Bernard threw up his hands. "This is all too much for me," he muttered. "You're not behaving like yourself at all." He wheeled himself about, returned to his desk, and began rummaging through his papers. "That mere 'glimpse' hasn't so greatly overset you as to cause you to change your plans for this evening, has it?"
George snorted. "Good God, no."
"Then you'll still be picking me up?"
"Yes, of course." George started toward the door. "Eight sharp."
"George?" Bernard asked with an urgent quiver in his voice. "You did mean what you said before?"
George paused in the doorway. "What was that?"
"That you'll be back from your Yorkshire trip on time, no matter what?"
"I'll be back," George assured him. "You have my word."
Bernard lowered his head to his work again. "I only hope that mysterious lady will make your untimely trip to Yorkshire worth your while," he muttered lugubriously.
Feeling a bit foolish about the entire matter, George could only answer, "I hope so, too."CHAPTER 3
Bernard may have felt that the trip to Yorkshire was untimely, but to George the time seemed long overdue. In all the years since his first glimpse of his "Venus," he'd never imagined that he would actually meet her. She'd become, in his mind, a dream, a vision, an ideal beyond reach. Now, suddenly, she was becoming real. A meeting was imminent, and he found himself unwontedly eager for it. Nevertheless, this boyish impatience surprised him. After all, he was a twenty-seven-year-old man-of-the-world, wasn't he?
You're no longer a green lad, he cautioned himself all during the ride to Yorkshire, so stop behaving like one! But the trip, which took only seven hours instead of the expected eight, seemed endless to George. He'd chosen to drive his phaeton and pair, and at one point he caught himself urging his matched bays to race at an almost breakneck speed. His young tiger, Timmy, wondering what maggot had gotten into his lordship's head to make him abuse his favorite horses in that manner, cried out a warning. George got hold of himself and made the bays slow down. I'm no longer a seventeen-year-old, he reminded himself. It was foolish to give such significance to what had been a mere moment of his life. But he couldn't be blamed—could he?—for feeling some excitement at having been given a second chance to learn what might have happened if that moment had not been cut short.

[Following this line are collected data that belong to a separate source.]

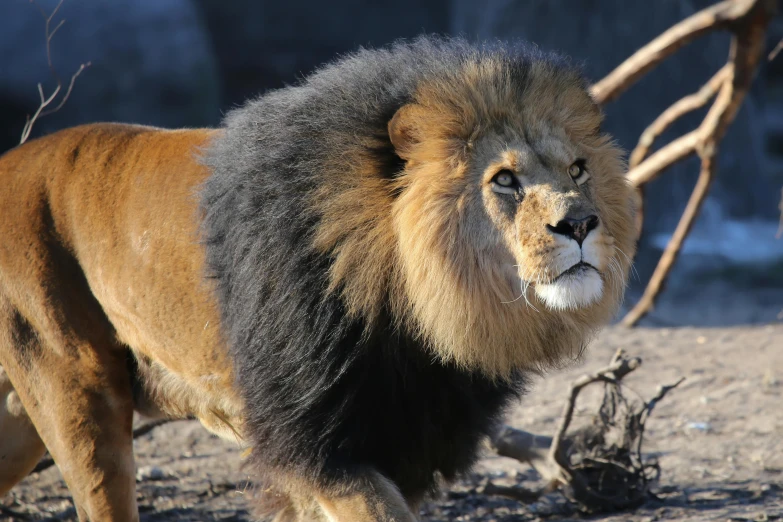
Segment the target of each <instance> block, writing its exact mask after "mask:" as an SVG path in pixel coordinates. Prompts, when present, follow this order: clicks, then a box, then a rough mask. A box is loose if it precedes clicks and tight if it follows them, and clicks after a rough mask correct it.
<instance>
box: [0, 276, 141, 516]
mask: <svg viewBox="0 0 783 522" xmlns="http://www.w3.org/2000/svg"><path fill="white" fill-rule="evenodd" d="M28 288H33V287H28ZM50 288H51V287H50ZM35 290H37V289H35V288H33V291H32V292H29V293H28V295H31V297H33V298H32V299H28V300H27V303H25V304H26V305H27V306H26V308H27V309H26V310H21V309H20V308H17V307H16V306H14V305H12V304H11V303H10V302H9V301H5V302H4V301H3V297H2V295H0V364H2V366H3V369H4V374H7V375H6V376H5V378H6V379H10V382H12V383H13V387H14V394H18V398H19V399H20V400H21V404H22V405H23V406H24V409H25V410H26V411H27V415H29V418H30V419H31V420H32V422H33V424H34V425H35V429H36V430H37V432H38V435H40V439H39V440H42V441H43V442H44V444H45V445H46V448H47V449H48V450H49V453H50V454H51V455H52V457H53V458H54V461H55V463H56V464H57V467H58V468H59V469H60V472H61V473H62V475H63V478H64V479H65V482H66V484H67V485H68V489H69V490H70V492H71V495H72V496H73V500H74V504H75V506H76V511H77V513H78V515H79V519H80V520H82V521H87V520H93V521H97V520H106V521H115V522H137V521H138V509H137V507H136V491H135V489H136V484H135V466H134V461H133V439H132V427H133V426H132V423H133V399H132V396H131V386H130V378H129V376H128V370H127V360H126V356H127V350H126V349H125V348H124V347H123V346H121V345H118V344H117V343H116V341H114V340H113V337H112V333H111V330H110V329H109V327H108V325H107V323H106V322H104V321H101V320H100V317H101V315H102V313H101V311H100V310H99V309H98V310H96V309H95V308H94V307H93V306H94V304H95V303H94V302H90V300H89V299H88V298H86V296H85V295H84V294H81V295H80V294H79V293H78V292H67V293H66V292H63V293H62V294H61V295H62V297H60V298H58V299H56V300H55V299H46V300H43V299H41V300H38V299H35V297H37V296H35ZM20 302H21V300H20ZM63 303H65V304H63ZM66 304H67V306H70V307H73V308H72V309H70V310H68V311H65V310H63V309H62V308H60V306H65V305H66ZM63 317H68V319H69V320H68V321H62V318H63ZM8 396H11V393H10V392H9V393H8ZM11 418H13V419H16V421H17V426H18V425H20V424H21V421H19V420H18V419H19V418H20V417H18V416H17V417H9V419H11ZM5 436H6V435H5V433H0V439H3V438H5ZM36 437H37V436H36ZM34 440H35V439H34ZM36 453H37V454H38V455H37V456H40V453H41V450H40V446H39V447H38V451H37V452H36ZM31 460H32V459H31ZM33 465H34V463H33ZM4 467H7V466H4V465H3V463H0V468H4ZM24 467H25V468H29V467H30V462H29V461H26V462H25V466H24ZM20 473H21V471H20ZM15 479H16V473H14V480H15ZM10 483H11V478H10V477H9V479H8V485H10ZM6 487H7V485H6Z"/></svg>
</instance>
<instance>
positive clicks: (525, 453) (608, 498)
mask: <svg viewBox="0 0 783 522" xmlns="http://www.w3.org/2000/svg"><path fill="white" fill-rule="evenodd" d="M640 365H641V360H640V359H639V358H629V357H627V356H626V354H625V353H624V352H623V350H618V351H617V352H616V353H615V354H614V356H613V357H612V360H611V361H610V363H609V365H608V366H607V367H605V368H603V369H601V370H599V371H597V372H594V373H591V374H586V375H583V376H582V377H579V378H578V379H577V380H575V381H574V382H573V383H572V384H571V388H570V391H569V394H568V397H567V399H566V402H565V405H564V408H563V413H562V414H561V416H560V422H559V423H558V427H557V432H556V433H555V435H554V436H553V437H545V436H540V435H535V434H532V433H528V432H526V431H523V430H518V429H515V428H511V427H509V426H504V427H503V428H502V429H501V430H499V431H498V433H497V434H496V435H495V436H494V437H493V438H492V441H491V442H490V445H491V446H492V448H493V449H494V450H495V451H496V452H497V454H498V455H500V456H504V457H510V458H513V459H516V460H519V461H521V462H525V463H528V464H530V465H531V466H532V467H533V468H534V469H535V470H536V471H537V472H538V473H539V474H540V475H541V477H542V479H543V480H544V484H543V485H542V487H540V488H538V489H528V488H522V487H517V486H514V487H507V486H498V485H495V484H493V483H491V482H489V483H487V485H486V486H485V488H484V489H483V493H485V494H487V495H501V496H505V497H509V498H513V499H515V500H518V501H520V502H525V503H530V502H535V501H536V500H538V499H539V498H540V497H541V496H542V495H543V494H545V493H548V492H550V491H554V490H556V489H561V491H562V492H563V494H564V495H565V496H566V497H567V498H568V499H569V500H572V501H574V502H577V503H578V504H579V505H580V507H581V508H582V509H584V510H586V511H588V512H594V511H601V510H605V509H618V508H627V507H630V506H632V505H638V504H639V503H640V502H643V501H644V499H645V498H648V495H649V485H650V484H651V483H652V482H654V481H655V479H656V478H657V476H658V474H659V471H660V468H659V467H658V465H657V463H656V462H654V461H653V462H650V461H643V457H642V440H643V432H644V427H645V422H646V420H647V419H648V418H649V416H650V414H651V413H652V410H653V408H654V407H655V406H656V404H657V403H658V402H659V401H660V400H662V399H663V397H664V396H665V395H666V394H667V393H668V392H670V391H671V390H673V389H674V388H676V387H677V386H678V385H679V384H680V383H681V382H682V379H680V380H679V381H678V382H677V383H675V384H672V385H667V386H659V387H658V390H657V392H656V394H655V396H654V397H653V398H652V399H650V400H649V401H646V402H643V403H642V404H641V405H639V404H638V402H637V403H633V404H632V403H631V402H629V401H628V400H627V399H625V398H624V397H623V394H622V392H621V389H620V383H621V381H622V379H623V378H624V377H625V376H627V375H628V374H630V373H631V372H633V371H634V370H636V369H637V368H639V367H640ZM596 382H603V383H605V384H606V386H605V388H604V399H603V401H602V404H601V407H600V410H599V412H598V413H597V415H596V416H595V417H594V418H593V422H592V424H590V425H589V426H587V428H586V429H585V428H579V429H577V430H573V433H572V434H571V435H567V433H568V432H569V427H570V425H571V421H572V419H573V413H574V409H575V407H576V401H577V397H578V395H579V393H580V392H581V391H582V390H583V389H584V388H585V387H586V386H588V385H590V384H593V383H596ZM610 433H612V434H613V435H612V436H610V435H608V434H610Z"/></svg>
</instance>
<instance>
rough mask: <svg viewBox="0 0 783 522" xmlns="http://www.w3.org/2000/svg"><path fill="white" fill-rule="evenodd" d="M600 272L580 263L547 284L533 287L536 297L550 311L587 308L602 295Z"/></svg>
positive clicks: (601, 295) (595, 269)
mask: <svg viewBox="0 0 783 522" xmlns="http://www.w3.org/2000/svg"><path fill="white" fill-rule="evenodd" d="M603 290H604V282H603V278H602V277H601V272H599V271H598V269H597V268H596V267H595V266H593V265H591V264H590V263H585V262H584V261H580V262H578V263H576V264H575V265H573V266H571V267H570V268H568V269H567V270H564V271H563V272H561V273H560V275H558V276H557V277H556V278H554V279H553V280H552V281H550V282H549V283H543V284H542V283H539V284H537V285H536V286H535V291H536V295H537V296H538V298H539V299H540V300H541V301H543V303H544V304H545V305H546V306H547V308H549V309H550V310H576V309H578V308H584V307H586V306H589V305H591V304H593V303H595V302H596V301H598V300H599V299H601V296H602V295H603Z"/></svg>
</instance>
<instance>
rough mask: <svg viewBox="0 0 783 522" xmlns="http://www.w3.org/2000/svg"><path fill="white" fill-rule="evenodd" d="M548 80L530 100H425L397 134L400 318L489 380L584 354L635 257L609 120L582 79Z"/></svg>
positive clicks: (495, 88)
mask: <svg viewBox="0 0 783 522" xmlns="http://www.w3.org/2000/svg"><path fill="white" fill-rule="evenodd" d="M547 74H550V76H549V77H547V76H546V75H547ZM538 78H539V81H537V82H533V84H532V85H531V86H530V87H529V88H528V89H526V90H525V91H524V93H521V94H520V93H518V92H513V89H512V88H510V87H509V88H504V87H503V86H502V85H500V86H497V85H491V86H490V85H479V86H475V85H474V86H473V87H474V88H472V89H470V90H469V92H468V93H467V94H463V95H462V96H460V94H461V93H458V94H457V95H454V94H453V93H452V97H451V98H450V99H448V98H446V95H443V94H440V93H439V94H440V96H436V95H434V94H433V93H434V92H435V91H433V92H431V93H427V92H424V93H422V94H420V100H421V101H419V102H415V103H412V104H409V105H406V106H405V107H403V108H402V109H400V110H399V111H398V112H397V114H396V115H395V117H394V118H393V119H392V121H391V122H390V124H389V133H390V136H391V140H392V143H393V144H394V146H395V149H396V150H397V151H398V153H399V154H400V156H401V157H402V158H403V159H405V160H406V170H405V175H404V176H403V177H402V178H401V181H400V185H401V188H400V193H401V196H400V197H399V198H398V200H397V201H396V203H395V206H394V212H395V218H396V233H397V238H398V252H399V257H400V260H401V261H400V265H401V268H400V275H399V279H400V280H401V281H402V285H403V288H402V289H401V290H400V292H399V293H400V295H403V296H404V298H403V301H404V304H402V305H401V307H400V310H402V309H403V308H404V309H405V310H412V311H411V312H408V317H409V318H410V319H411V321H412V323H414V324H415V327H416V328H417V329H418V330H419V332H420V334H421V335H423V336H424V337H425V338H427V339H429V340H430V341H431V345H432V346H433V347H434V348H435V349H436V351H438V352H439V353H441V354H442V355H444V356H446V357H447V358H449V359H452V360H455V361H457V362H458V363H461V364H465V365H466V366H474V367H475V366H478V367H480V368H482V369H483V370H484V371H486V372H487V373H490V374H498V373H501V374H502V373H507V372H508V371H509V369H511V368H514V367H517V368H519V367H525V368H535V367H539V366H540V365H542V364H544V365H545V364H547V363H552V362H556V361H558V360H559V359H561V358H562V356H563V355H564V354H567V353H574V352H578V351H579V350H580V348H581V347H582V346H583V343H584V342H585V340H586V338H587V337H589V335H590V333H592V332H593V331H595V329H597V328H598V327H599V326H600V325H601V324H603V323H605V322H606V321H607V320H609V319H610V318H611V316H612V315H613V314H614V313H615V311H616V310H617V308H618V306H619V303H620V300H621V297H622V293H623V289H624V285H625V281H626V277H627V272H628V269H629V265H630V257H631V256H632V255H633V230H632V226H631V225H632V214H631V201H632V199H631V194H630V190H629V187H628V186H627V184H626V182H625V180H624V169H623V164H622V162H621V160H620V152H619V151H618V150H617V149H616V147H614V146H613V144H612V143H611V141H610V140H609V138H608V137H606V136H605V135H603V134H601V133H600V130H599V124H600V118H601V116H600V112H599V111H598V109H597V108H596V107H595V105H594V104H593V102H592V101H591V100H590V98H589V96H588V95H587V93H586V92H585V91H584V89H583V88H582V87H581V86H580V85H578V84H577V82H575V81H573V80H574V79H573V78H572V77H568V76H565V77H560V78H558V77H557V76H556V75H552V74H551V72H548V71H541V73H540V76H539V77H538ZM481 96H483V99H479V100H477V99H476V98H477V97H481ZM401 313H402V312H401Z"/></svg>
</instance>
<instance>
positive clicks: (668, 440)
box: [0, 322, 783, 522]
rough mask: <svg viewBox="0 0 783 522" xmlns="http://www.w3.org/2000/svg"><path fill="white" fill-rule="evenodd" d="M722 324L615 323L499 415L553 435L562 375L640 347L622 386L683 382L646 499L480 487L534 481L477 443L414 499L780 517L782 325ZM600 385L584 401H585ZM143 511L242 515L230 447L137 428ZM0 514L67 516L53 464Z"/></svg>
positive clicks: (464, 511)
mask: <svg viewBox="0 0 783 522" xmlns="http://www.w3.org/2000/svg"><path fill="white" fill-rule="evenodd" d="M776 323H777V324H771V325H766V326H745V327H732V328H639V329H635V330H627V329H623V328H620V327H612V328H610V329H608V330H606V331H604V333H603V334H601V336H600V337H599V338H598V339H597V340H596V341H595V342H594V343H593V344H592V346H591V347H590V349H589V350H588V352H587V353H586V355H585V357H584V358H583V360H581V361H579V362H577V363H574V364H573V365H571V366H570V367H569V368H566V369H564V370H562V371H559V372H553V373H551V374H549V375H547V376H546V377H545V378H543V379H539V380H538V381H536V382H535V384H534V386H533V387H532V389H531V391H530V393H529V394H528V395H527V396H526V397H525V398H524V399H523V400H522V401H521V402H520V404H518V405H517V406H515V407H514V409H513V410H512V411H511V412H510V415H509V417H508V423H509V424H511V425H513V426H516V427H519V428H523V429H526V430H528V431H533V432H536V433H541V434H551V433H552V432H553V431H554V429H555V425H556V423H557V420H558V418H559V415H560V411H561V409H562V404H563V400H564V397H565V394H566V391H567V385H568V383H569V382H571V381H572V380H573V379H574V378H576V377H577V376H579V375H580V374H582V373H584V372H586V371H591V370H595V369H598V368H600V367H602V366H604V365H605V364H606V363H607V362H608V361H609V359H610V358H611V356H612V354H613V353H614V351H615V350H616V349H617V348H620V347H622V348H624V349H625V350H626V351H627V352H628V354H629V355H632V356H639V357H641V358H642V359H643V366H642V367H641V368H640V369H639V370H638V371H636V372H635V373H634V374H632V375H630V376H629V377H628V378H627V379H626V385H627V386H628V387H629V388H630V389H632V390H635V391H636V392H638V393H640V394H641V395H642V396H645V397H649V396H650V395H651V394H653V393H654V392H655V389H656V387H657V386H658V385H659V384H666V383H671V382H673V381H675V380H677V379H678V378H679V377H680V376H685V377H686V381H685V382H684V383H683V384H682V385H681V386H680V387H679V388H678V389H676V390H674V391H673V392H672V393H671V394H670V395H669V396H667V397H666V398H665V399H664V401H663V402H662V403H661V404H660V405H659V406H658V408H657V409H656V410H655V413H654V415H653V417H652V419H651V420H650V421H649V423H648V431H647V435H646V443H645V446H644V452H645V454H647V455H649V456H651V457H657V458H658V459H659V462H660V465H661V468H662V476H661V480H660V482H659V484H658V485H657V486H656V487H655V491H656V492H657V494H658V496H659V500H650V501H649V502H647V503H646V504H645V505H644V506H642V507H641V508H639V509H636V510H634V511H630V512H624V513H615V514H611V515H601V516H592V517H584V516H583V515H580V514H579V513H578V512H576V511H575V510H574V509H573V508H571V507H569V506H568V505H566V503H565V502H564V501H563V500H562V497H561V496H560V495H559V494H558V493H553V494H550V495H548V496H547V497H545V498H544V499H542V500H540V501H538V502H536V503H535V504H532V505H523V504H520V503H518V502H515V501H512V500H507V499H504V498H500V497H489V496H486V495H484V494H483V493H482V490H483V487H484V486H485V485H486V483H487V482H488V481H490V480H491V481H492V482H493V483H496V484H503V485H513V484H522V485H532V484H534V481H535V480H536V475H535V472H533V471H532V470H530V469H529V468H528V467H527V466H525V465H523V464H520V463H517V462H516V461H513V460H510V459H505V458H501V457H496V456H492V455H487V456H486V457H485V458H484V459H483V460H482V461H481V462H480V463H479V465H478V466H477V467H476V470H475V472H474V473H472V474H471V475H469V476H467V477H465V479H464V480H462V481H461V482H460V483H458V484H455V485H453V486H452V487H451V488H450V489H449V490H447V491H446V492H444V493H443V495H442V496H441V498H439V499H436V500H434V501H432V502H430V503H428V504H427V505H425V506H424V508H423V509H422V518H423V519H424V520H431V521H447V520H462V521H471V522H473V521H490V520H491V521H511V520H543V519H546V520H551V521H561V520H574V519H585V518H586V519H590V520H602V521H620V520H623V521H625V520H632V521H652V520H724V521H725V520H730V521H745V520H758V521H762V520H778V519H783V403H782V402H781V399H783V324H781V323H779V322H776ZM599 392H600V387H596V389H595V390H593V392H592V393H587V394H586V395H585V398H584V400H583V401H581V400H580V403H579V407H578V409H577V416H578V417H581V418H583V419H585V418H588V417H589V416H590V414H591V413H592V412H593V411H595V407H596V404H597V400H598V396H599ZM136 455H137V460H138V467H139V480H138V502H139V509H140V512H141V519H142V520H143V521H163V520H176V521H186V520H188V521H190V520H194V521H195V520H251V519H252V517H251V515H250V507H249V506H250V503H249V502H248V500H249V498H248V497H249V496H250V494H249V492H248V491H247V488H248V482H247V480H248V477H247V475H246V474H245V473H243V472H242V470H241V458H240V454H239V451H238V450H237V449H236V448H235V447H233V446H232V445H231V444H230V443H227V442H223V441H221V440H218V439H216V438H215V437H213V436H210V435H209V434H208V433H207V432H206V431H205V430H203V429H202V428H201V427H200V426H199V425H198V424H197V423H195V422H175V423H171V424H167V425H164V426H160V427H158V428H156V429H155V430H153V431H152V432H150V433H149V434H147V435H144V436H142V437H140V438H139V439H137V441H136ZM2 506H3V507H2V511H0V520H3V521H11V520H75V518H76V517H75V512H74V509H73V505H72V503H71V501H70V499H69V496H68V491H67V489H66V488H65V486H64V483H63V482H62V480H61V477H60V474H59V472H58V470H57V469H56V468H54V467H53V468H50V469H48V470H46V471H43V472H41V473H35V474H33V475H31V476H30V477H28V478H27V479H26V480H25V481H24V482H22V483H21V484H20V485H19V486H17V487H16V488H15V489H14V490H13V491H12V492H11V493H9V494H8V495H6V496H5V497H4V498H3V499H2Z"/></svg>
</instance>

They arrived at Leyton Abbey at sundown. George, windblown and disheveled as he was, leaped from the box, threw the reins to the tiger, and ran up the front steps. His sister was on hand to welcome him, but he gave her only a quick, wordless embrace and dashed past her to the drawing room without so much as a pause to remove his driving gloves.

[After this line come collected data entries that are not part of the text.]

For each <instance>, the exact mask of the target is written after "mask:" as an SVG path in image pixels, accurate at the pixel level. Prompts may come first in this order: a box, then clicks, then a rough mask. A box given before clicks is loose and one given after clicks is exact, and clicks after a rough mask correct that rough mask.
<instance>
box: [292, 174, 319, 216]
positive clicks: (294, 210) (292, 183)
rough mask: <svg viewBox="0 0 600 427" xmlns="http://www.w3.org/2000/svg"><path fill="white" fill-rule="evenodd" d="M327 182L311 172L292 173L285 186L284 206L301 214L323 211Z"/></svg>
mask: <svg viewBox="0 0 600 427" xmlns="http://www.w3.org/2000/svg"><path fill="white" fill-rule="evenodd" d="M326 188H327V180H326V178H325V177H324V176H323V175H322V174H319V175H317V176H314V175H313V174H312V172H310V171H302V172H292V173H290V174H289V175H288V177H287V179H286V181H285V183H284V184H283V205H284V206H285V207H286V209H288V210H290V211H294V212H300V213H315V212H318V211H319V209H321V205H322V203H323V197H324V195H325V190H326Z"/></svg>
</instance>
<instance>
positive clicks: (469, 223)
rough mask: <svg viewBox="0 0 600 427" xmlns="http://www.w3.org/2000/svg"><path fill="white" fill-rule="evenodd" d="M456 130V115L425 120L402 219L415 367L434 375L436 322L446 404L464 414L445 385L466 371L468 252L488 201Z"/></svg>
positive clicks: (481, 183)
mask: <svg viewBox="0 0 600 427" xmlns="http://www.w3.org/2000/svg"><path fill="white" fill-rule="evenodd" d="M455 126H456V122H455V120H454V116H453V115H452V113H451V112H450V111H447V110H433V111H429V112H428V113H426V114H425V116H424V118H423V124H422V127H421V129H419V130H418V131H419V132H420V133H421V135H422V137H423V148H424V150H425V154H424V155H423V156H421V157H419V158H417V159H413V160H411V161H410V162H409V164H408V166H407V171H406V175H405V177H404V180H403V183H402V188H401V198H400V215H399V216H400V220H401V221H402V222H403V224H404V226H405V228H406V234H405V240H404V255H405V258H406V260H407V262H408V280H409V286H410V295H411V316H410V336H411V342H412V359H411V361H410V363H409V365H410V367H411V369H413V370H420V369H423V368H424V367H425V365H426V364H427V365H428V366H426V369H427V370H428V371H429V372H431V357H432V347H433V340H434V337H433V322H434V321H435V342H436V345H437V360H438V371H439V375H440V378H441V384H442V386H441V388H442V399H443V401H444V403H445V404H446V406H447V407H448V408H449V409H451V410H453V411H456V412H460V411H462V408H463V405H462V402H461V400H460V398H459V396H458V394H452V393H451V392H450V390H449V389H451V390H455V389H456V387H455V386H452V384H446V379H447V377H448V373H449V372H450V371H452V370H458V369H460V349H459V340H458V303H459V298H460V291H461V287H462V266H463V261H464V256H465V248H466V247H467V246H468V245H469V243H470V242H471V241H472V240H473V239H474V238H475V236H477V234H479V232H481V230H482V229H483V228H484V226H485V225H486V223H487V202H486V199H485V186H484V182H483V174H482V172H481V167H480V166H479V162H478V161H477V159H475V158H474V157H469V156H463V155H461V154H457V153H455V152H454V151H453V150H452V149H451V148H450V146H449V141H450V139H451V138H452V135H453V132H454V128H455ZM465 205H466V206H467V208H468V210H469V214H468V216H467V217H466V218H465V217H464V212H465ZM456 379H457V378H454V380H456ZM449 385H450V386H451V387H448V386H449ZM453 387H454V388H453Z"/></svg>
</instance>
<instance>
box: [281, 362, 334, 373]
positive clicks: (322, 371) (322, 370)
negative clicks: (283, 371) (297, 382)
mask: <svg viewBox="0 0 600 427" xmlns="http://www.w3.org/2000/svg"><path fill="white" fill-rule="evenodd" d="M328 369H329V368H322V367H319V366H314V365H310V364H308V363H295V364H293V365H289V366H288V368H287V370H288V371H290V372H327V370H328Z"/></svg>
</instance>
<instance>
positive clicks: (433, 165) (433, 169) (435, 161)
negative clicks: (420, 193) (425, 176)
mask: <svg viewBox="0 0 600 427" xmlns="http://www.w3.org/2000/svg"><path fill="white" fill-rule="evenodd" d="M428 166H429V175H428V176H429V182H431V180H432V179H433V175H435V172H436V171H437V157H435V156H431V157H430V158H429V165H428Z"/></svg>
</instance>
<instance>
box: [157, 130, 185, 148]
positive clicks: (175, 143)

The room was completely deserted.
He swung about to his sister, who'd followed him down the hall. "Where are your guests?" he demanded in frustration.

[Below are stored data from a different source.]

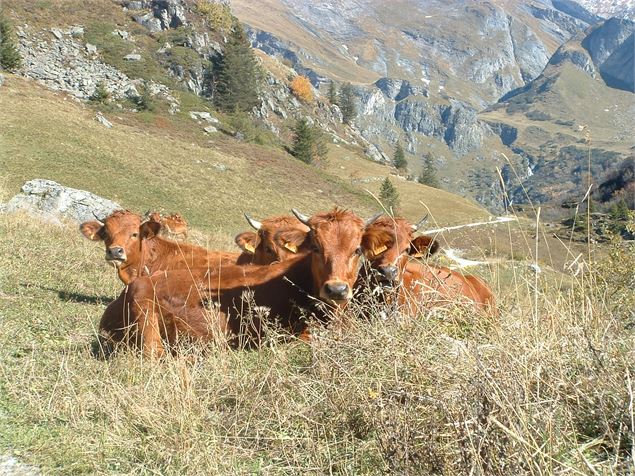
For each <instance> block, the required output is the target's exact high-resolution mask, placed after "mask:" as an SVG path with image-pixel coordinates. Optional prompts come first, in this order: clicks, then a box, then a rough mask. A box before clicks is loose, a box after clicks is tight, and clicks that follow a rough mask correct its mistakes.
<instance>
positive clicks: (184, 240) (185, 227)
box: [145, 211, 188, 241]
mask: <svg viewBox="0 0 635 476" xmlns="http://www.w3.org/2000/svg"><path fill="white" fill-rule="evenodd" d="M145 218H146V219H147V220H149V221H155V222H157V223H160V224H161V230H160V231H159V234H160V235H163V236H165V237H167V238H170V239H173V240H183V241H185V240H187V233H188V227H187V221H185V218H183V217H182V216H181V215H179V214H178V213H174V214H172V215H168V216H163V215H162V214H160V213H159V212H150V211H148V212H146V215H145Z"/></svg>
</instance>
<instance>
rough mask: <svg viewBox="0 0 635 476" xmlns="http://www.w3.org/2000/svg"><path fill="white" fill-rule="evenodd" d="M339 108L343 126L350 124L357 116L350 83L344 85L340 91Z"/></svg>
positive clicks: (356, 107) (355, 107) (350, 83)
mask: <svg viewBox="0 0 635 476" xmlns="http://www.w3.org/2000/svg"><path fill="white" fill-rule="evenodd" d="M339 106H340V110H341V111H342V119H343V120H344V124H350V123H351V122H352V121H353V119H355V116H357V107H356V106H355V88H353V86H352V85H351V83H346V84H344V85H343V86H342V88H341V89H340V97H339Z"/></svg>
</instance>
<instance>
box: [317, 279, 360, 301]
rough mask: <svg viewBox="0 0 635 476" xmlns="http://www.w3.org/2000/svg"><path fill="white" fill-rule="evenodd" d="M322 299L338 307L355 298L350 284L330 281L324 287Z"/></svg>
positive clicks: (322, 294) (343, 282)
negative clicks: (353, 298) (337, 305)
mask: <svg viewBox="0 0 635 476" xmlns="http://www.w3.org/2000/svg"><path fill="white" fill-rule="evenodd" d="M320 297H321V298H322V299H324V300H325V301H330V302H334V303H335V304H337V305H343V304H345V303H346V302H348V300H349V299H350V298H351V297H353V293H352V291H351V287H350V286H349V285H348V283H345V282H342V281H328V282H327V283H325V284H324V286H322V289H321V291H320Z"/></svg>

"Judging from your eagerness to meet them," she said in surprise, "one would think I was entertaining the Prince Regent."
"Never mind Prinny. Where are your guests?" he insisted.
"Prinny sent regrets," she retorted sarcastically. "The rest are dressing for dinner, of course." She pushed him toward the stairway. "And so must you. Really, Georgie, you're behaving most peculiarly. I can't imagine what's wrong with you. Where's your valet?"
"I only brought my tiger, Timmy," George muttered, trying to hide his disappointment and get control of himself. "He's seeing to the horses."